Deux mois, c'est pas mal de temps pour voir venir. On espère des tempêtes, or la mer est incroyablement calme, jour après jour. On souhaite que d'autres pays interviennent, fassent la salle besogne. L'Egypte, puis l'Afrique du Sud, sans se soucier de ce que pense d'elles le reste du monde, détourne pour l'une les navires, menace de tuer les migrants pour l'autre. En France, les valeurs d'hospitalité dominent.
le Président de la République atermoie, demandant aux Indiens d'attendre et leur donnant nourriture, matériel, et médicaments que ces derniers refusent, car ce qui les anime, c'est la haine portée à ceux qui veulent les savoir au loin. Quand il est déjà trop tard, il utilise les grands moyens, mais l'armée, engluée dans les bons sentiments, ne veut pas tirer.
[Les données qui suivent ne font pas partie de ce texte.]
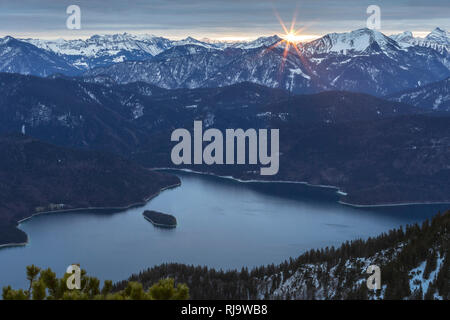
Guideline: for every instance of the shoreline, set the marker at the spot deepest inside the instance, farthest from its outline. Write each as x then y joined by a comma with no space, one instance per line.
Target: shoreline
122,208
338,190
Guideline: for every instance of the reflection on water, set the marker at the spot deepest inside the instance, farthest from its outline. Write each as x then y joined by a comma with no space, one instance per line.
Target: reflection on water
221,223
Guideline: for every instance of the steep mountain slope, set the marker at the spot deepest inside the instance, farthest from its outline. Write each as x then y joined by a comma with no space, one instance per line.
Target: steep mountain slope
69,113
434,96
414,264
37,177
375,150
20,57
438,39
367,61
104,50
Un duc, qui a vu le comportement radical et venimeux des miséreux de près, tente de témoigner. En vain.
Les migrants, tout puants, arrivent le dimanche de Pâques, jour de résurrection du Christ et jour dans le roman d'un monde nouveau -qui commence délibérément avec le meurtre par les Indiens des Blancs qui les avaient aidés- sur les plages de la côte d'Azur. Monde qui commence pour ceux qui n'ont rien à perdre par des moments de bon temps, comme toute révolution, pillages, soûleries, viols, meurtres. Ceux qui ont un bien prennent la fuite. Les autres se résignent à se serrer pour faire de la place aux envahisseurs. Les religieux ou pensent que Dieu fera fuir les migrants ou s'occupent de leur accueil. Les Noirs des petits boulots se vengent du mépris qu'on leur a témoigné en tuant leur contremaître comme un porc qui finit en pâté dans une boîte de conserve. L'outrance et le cynisme de certaines scènes heurtent.
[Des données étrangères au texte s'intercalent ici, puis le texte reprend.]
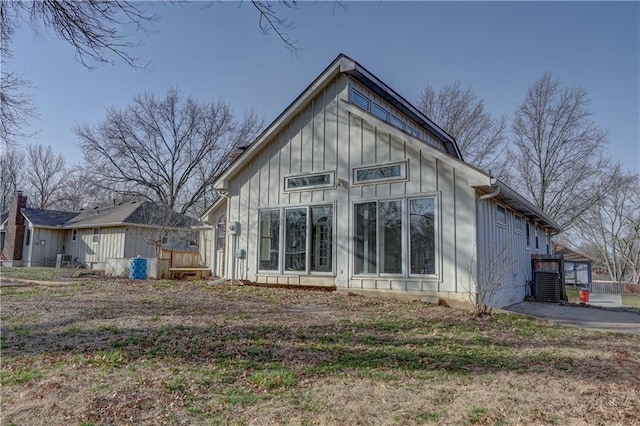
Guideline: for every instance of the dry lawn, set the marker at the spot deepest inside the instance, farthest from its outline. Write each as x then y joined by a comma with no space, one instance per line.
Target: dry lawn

L'avancée des migrants donne lieu à une anti-épopée, une anti-odyssée, ce sont des gens affamés, entassés, qui passent leur temps sur le bateau à somnoler et à copuler. Les Français qui filent vers le Sud dans un débordement d'enthousiasme, se conduisent comme des bêtes, seuls gardent une autorité qui ne s'embarrasse pas d'humanité des gens d'armes, et un vieux professseur, avec des idées de droite, et de catholiques intégristes. Comme des Gaulois irréductibles et virils, ils livrent un baroud d'honneur contre les migrants et ceux qui sont de leur bord, en attendant la mort et ils entendent s'amuser, mourir sans se prendre au sérieux, en formant une parodie de gouvernement sans aucun.élément féminin. le lecteur a parfois l'impression d'assister à un film burlesque, ou à des saturnales d'une autre époque. Les personnages tuent, et l'on dirait qu'ils sont à une partie de tir contre des pigeons d'argile.
La Suisse pour un temps seulement est à l'abri de la migration.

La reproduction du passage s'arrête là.